Differentially Private Adaptation of Diffusion Models via Noisy Aggregated Embeddings
Pura Peetathawatchai, Wei-Ning Chen, Berivan Isik, Sanmi Koyejo, Albert No
TL;DR
The paper tackles privacy risks in personalizing diffusion models on small, sensitive datasets by proposing DPAgg-TI, which privately aggregates per-image TI embeddings to adapt generation without full model fine-tuning. By learning separate embeddings for each image and aggregating them into a noisy centroid, DPAgg-TI achieves formal $(\varepsilon,\delta)$-DP guarantees and preserves stylistic fidelity much better than DP-SGD under the same privacy budget, as demonstrated on private artwork and Paris 2024 pictograms. The approach leverages subsampling to amplify privacy and uses normalization to bound sensitivity, enabling efficient, modular adaptation with competitive outputs close to non-private baselines. Experimental results include perceptual user studies, KID analyses, and an ablation comparing to DP-SGD, highlighting the method’s robustness in low-data regimes and its practical implications for privacy-preserving style transfer in diffusion models.
Abstract
Personalizing large-scale diffusion models poses serious privacy risks, especially when adapting to small, sensitive datasets. A common approach is to fine-tune the model using differentially private stochastic gradient descent (DP-SGD), but this suffers from severe utility degradation due to the high noise needed for privacy, particularly in the small data regime.
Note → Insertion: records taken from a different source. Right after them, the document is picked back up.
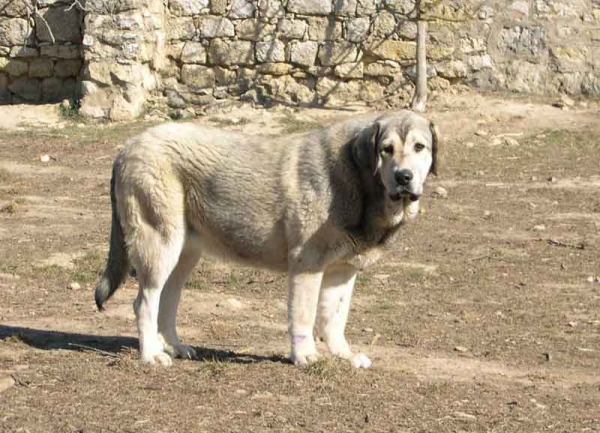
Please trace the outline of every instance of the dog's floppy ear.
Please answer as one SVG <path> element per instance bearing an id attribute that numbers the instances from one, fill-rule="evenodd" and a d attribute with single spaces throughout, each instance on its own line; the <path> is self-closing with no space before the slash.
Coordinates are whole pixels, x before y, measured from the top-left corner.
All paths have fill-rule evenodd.
<path id="1" fill-rule="evenodd" d="M 429 130 L 431 131 L 431 156 L 433 158 L 429 173 L 433 173 L 437 176 L 440 167 L 440 153 L 443 146 L 443 139 L 439 128 L 431 121 L 429 122 Z"/>
<path id="2" fill-rule="evenodd" d="M 381 168 L 381 129 L 381 123 L 377 120 L 371 125 L 371 146 L 373 147 L 373 167 L 375 167 L 373 176 Z"/>

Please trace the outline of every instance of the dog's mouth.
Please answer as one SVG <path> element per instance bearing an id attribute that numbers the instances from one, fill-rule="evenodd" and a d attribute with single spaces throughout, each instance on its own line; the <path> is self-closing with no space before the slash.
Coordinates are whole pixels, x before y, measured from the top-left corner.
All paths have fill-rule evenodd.
<path id="1" fill-rule="evenodd" d="M 415 194 L 406 190 L 397 191 L 390 194 L 390 200 L 392 201 L 400 201 L 405 198 L 409 199 L 410 201 L 417 201 L 419 200 L 419 197 L 419 194 Z"/>

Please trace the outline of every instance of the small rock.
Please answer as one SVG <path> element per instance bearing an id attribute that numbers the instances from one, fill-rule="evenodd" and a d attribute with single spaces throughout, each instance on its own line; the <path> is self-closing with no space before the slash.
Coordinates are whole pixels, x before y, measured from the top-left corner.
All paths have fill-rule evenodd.
<path id="1" fill-rule="evenodd" d="M 560 99 L 552 105 L 557 108 L 568 109 L 573 108 L 575 106 L 575 101 L 569 98 L 567 95 L 561 95 Z"/>
<path id="2" fill-rule="evenodd" d="M 438 186 L 433 193 L 441 198 L 448 197 L 448 191 L 446 191 L 446 189 L 442 188 L 441 186 Z"/>
<path id="3" fill-rule="evenodd" d="M 69 289 L 69 290 L 79 290 L 79 289 L 81 289 L 81 284 L 73 281 L 73 282 L 69 283 L 69 285 L 67 286 L 67 289 Z"/>
<path id="4" fill-rule="evenodd" d="M 475 420 L 477 419 L 477 417 L 475 415 L 471 415 L 470 413 L 465 413 L 465 412 L 454 412 L 454 416 L 460 419 L 465 419 L 465 420 Z"/>
<path id="5" fill-rule="evenodd" d="M 0 376 L 0 392 L 4 392 L 15 386 L 15 380 L 10 376 Z"/>
<path id="6" fill-rule="evenodd" d="M 227 300 L 227 305 L 229 305 L 234 310 L 238 310 L 238 309 L 242 308 L 242 303 L 235 298 L 229 298 Z"/>

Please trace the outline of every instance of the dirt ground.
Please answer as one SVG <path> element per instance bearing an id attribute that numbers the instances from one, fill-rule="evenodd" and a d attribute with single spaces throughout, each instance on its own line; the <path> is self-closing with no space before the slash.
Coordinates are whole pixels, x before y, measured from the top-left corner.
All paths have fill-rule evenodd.
<path id="1" fill-rule="evenodd" d="M 236 108 L 198 121 L 277 134 L 366 110 Z M 214 262 L 197 267 L 179 314 L 200 359 L 142 365 L 135 280 L 104 313 L 93 286 L 112 160 L 150 123 L 23 112 L 0 107 L 17 126 L 0 130 L 0 432 L 600 431 L 597 103 L 433 103 L 440 176 L 357 282 L 347 333 L 374 361 L 361 371 L 287 363 L 285 276 Z"/>

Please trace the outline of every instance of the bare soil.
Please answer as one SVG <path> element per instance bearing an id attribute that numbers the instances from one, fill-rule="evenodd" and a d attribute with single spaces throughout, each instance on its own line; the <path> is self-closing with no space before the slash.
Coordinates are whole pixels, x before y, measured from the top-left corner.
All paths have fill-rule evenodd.
<path id="1" fill-rule="evenodd" d="M 366 110 L 198 121 L 278 134 Z M 200 359 L 142 365 L 135 280 L 104 313 L 93 287 L 112 160 L 151 123 L 13 118 L 0 130 L 0 431 L 600 431 L 598 105 L 463 94 L 428 116 L 446 137 L 440 176 L 356 287 L 348 337 L 366 371 L 290 365 L 285 276 L 213 262 L 179 315 Z"/>

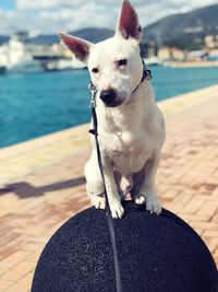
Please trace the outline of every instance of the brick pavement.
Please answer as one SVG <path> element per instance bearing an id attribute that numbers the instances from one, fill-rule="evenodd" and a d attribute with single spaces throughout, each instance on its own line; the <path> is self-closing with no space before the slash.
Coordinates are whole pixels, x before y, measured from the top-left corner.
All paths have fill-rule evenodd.
<path id="1" fill-rule="evenodd" d="M 194 105 L 182 106 L 181 100 L 177 110 L 160 104 L 170 114 L 157 179 L 162 206 L 195 229 L 218 264 L 217 92 L 214 86 L 207 92 L 210 97 Z M 74 129 L 73 136 L 68 130 L 61 137 L 49 136 L 44 144 L 37 139 L 0 151 L 0 171 L 7 170 L 7 175 L 0 175 L 1 292 L 29 291 L 49 237 L 69 218 L 89 207 L 83 176 L 89 154 L 86 130 L 83 126 Z"/>

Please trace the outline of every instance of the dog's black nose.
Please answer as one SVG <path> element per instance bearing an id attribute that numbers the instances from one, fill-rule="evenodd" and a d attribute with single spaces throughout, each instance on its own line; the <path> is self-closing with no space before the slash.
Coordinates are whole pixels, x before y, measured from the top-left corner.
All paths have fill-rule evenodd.
<path id="1" fill-rule="evenodd" d="M 112 106 L 116 103 L 117 93 L 114 90 L 105 90 L 100 93 L 100 100 L 107 105 Z"/>

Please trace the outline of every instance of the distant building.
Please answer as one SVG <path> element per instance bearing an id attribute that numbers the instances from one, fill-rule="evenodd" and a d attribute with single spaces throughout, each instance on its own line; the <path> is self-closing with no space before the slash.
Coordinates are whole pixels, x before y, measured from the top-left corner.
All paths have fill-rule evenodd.
<path id="1" fill-rule="evenodd" d="M 218 48 L 218 35 L 205 36 L 205 46 L 207 49 Z"/>
<path id="2" fill-rule="evenodd" d="M 161 61 L 184 61 L 186 58 L 186 52 L 182 49 L 174 48 L 174 47 L 161 47 L 158 50 L 158 58 Z"/>

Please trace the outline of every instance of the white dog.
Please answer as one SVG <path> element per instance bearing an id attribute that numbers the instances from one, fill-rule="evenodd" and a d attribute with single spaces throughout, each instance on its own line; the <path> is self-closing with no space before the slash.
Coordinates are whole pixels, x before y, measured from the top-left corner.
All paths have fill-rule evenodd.
<path id="1" fill-rule="evenodd" d="M 98 89 L 98 139 L 112 218 L 122 218 L 121 199 L 126 192 L 136 203 L 146 203 L 148 211 L 159 214 L 155 178 L 165 142 L 165 121 L 150 81 L 141 83 L 142 30 L 135 10 L 123 0 L 116 35 L 96 45 L 65 34 L 60 37 L 87 65 Z M 105 209 L 104 185 L 92 142 L 93 152 L 85 166 L 87 194 L 97 209 Z"/>

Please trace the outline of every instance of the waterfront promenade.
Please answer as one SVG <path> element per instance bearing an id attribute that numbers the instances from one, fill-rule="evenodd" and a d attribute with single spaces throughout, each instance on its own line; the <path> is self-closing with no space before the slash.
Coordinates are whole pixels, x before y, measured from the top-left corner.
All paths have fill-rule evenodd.
<path id="1" fill-rule="evenodd" d="M 218 265 L 218 85 L 159 103 L 167 141 L 162 206 L 202 236 Z M 38 257 L 68 219 L 89 207 L 88 126 L 0 150 L 0 291 L 29 291 Z"/>

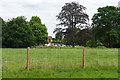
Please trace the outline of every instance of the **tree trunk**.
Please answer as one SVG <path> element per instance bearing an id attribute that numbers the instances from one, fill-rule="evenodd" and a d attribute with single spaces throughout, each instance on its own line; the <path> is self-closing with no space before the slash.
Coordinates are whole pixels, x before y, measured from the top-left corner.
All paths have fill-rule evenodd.
<path id="1" fill-rule="evenodd" d="M 113 44 L 110 44 L 110 48 L 113 48 Z"/>

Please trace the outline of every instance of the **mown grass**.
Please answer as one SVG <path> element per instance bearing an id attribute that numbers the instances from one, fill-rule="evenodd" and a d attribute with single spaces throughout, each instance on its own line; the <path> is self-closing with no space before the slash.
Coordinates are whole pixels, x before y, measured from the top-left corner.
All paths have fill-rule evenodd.
<path id="1" fill-rule="evenodd" d="M 118 78 L 118 49 L 30 49 L 30 70 L 26 70 L 26 49 L 3 49 L 3 78 Z"/>

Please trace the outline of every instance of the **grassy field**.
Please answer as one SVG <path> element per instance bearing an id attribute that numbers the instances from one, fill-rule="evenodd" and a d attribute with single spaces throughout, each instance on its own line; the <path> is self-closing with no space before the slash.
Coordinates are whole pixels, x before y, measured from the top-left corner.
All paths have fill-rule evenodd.
<path id="1" fill-rule="evenodd" d="M 2 50 L 3 78 L 118 78 L 118 49 L 27 49 Z"/>

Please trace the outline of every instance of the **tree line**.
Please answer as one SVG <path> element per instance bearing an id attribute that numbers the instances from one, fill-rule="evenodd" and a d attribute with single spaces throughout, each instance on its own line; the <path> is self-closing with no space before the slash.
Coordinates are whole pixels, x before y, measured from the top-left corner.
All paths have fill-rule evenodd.
<path id="1" fill-rule="evenodd" d="M 54 42 L 88 47 L 120 47 L 120 8 L 106 6 L 98 8 L 89 25 L 86 7 L 78 2 L 66 3 L 56 16 L 59 20 L 54 32 Z M 59 27 L 60 26 L 60 27 Z"/>
<path id="2" fill-rule="evenodd" d="M 23 48 L 48 43 L 48 32 L 45 24 L 37 16 L 32 16 L 30 21 L 19 16 L 4 21 L 2 18 L 2 47 Z"/>

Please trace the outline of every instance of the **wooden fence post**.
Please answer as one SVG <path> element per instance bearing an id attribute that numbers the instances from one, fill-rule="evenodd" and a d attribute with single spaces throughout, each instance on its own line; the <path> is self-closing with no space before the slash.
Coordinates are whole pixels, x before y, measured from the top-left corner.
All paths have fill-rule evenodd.
<path id="1" fill-rule="evenodd" d="M 27 70 L 29 71 L 29 47 L 27 47 Z"/>
<path id="2" fill-rule="evenodd" d="M 85 48 L 83 48 L 83 68 L 85 68 Z"/>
We propose an alternative that leverages Textual Inversion (TI), which learns an embedding vector for an image or set of images, to enable adaptation under differential privacy (DP) constraints. Our approach, Differentially Private Aggregation via Textual Inversion (DPAgg-TI), adds calibrated noise to the aggregation of per-image embeddings to ensure formal DP guarantees while preserving high output fidelity. We show that DPAgg-TI outperforms DP-SGD finetuning in both utility and robustness under the same privacy budget, achieving results closely matching the non-private baseline on style adaptation tasks using private artwork from a single artist and Paris 2024 Olympic pictograms. In contrast, DP-SGD fails to generate meaningful outputs in this setting.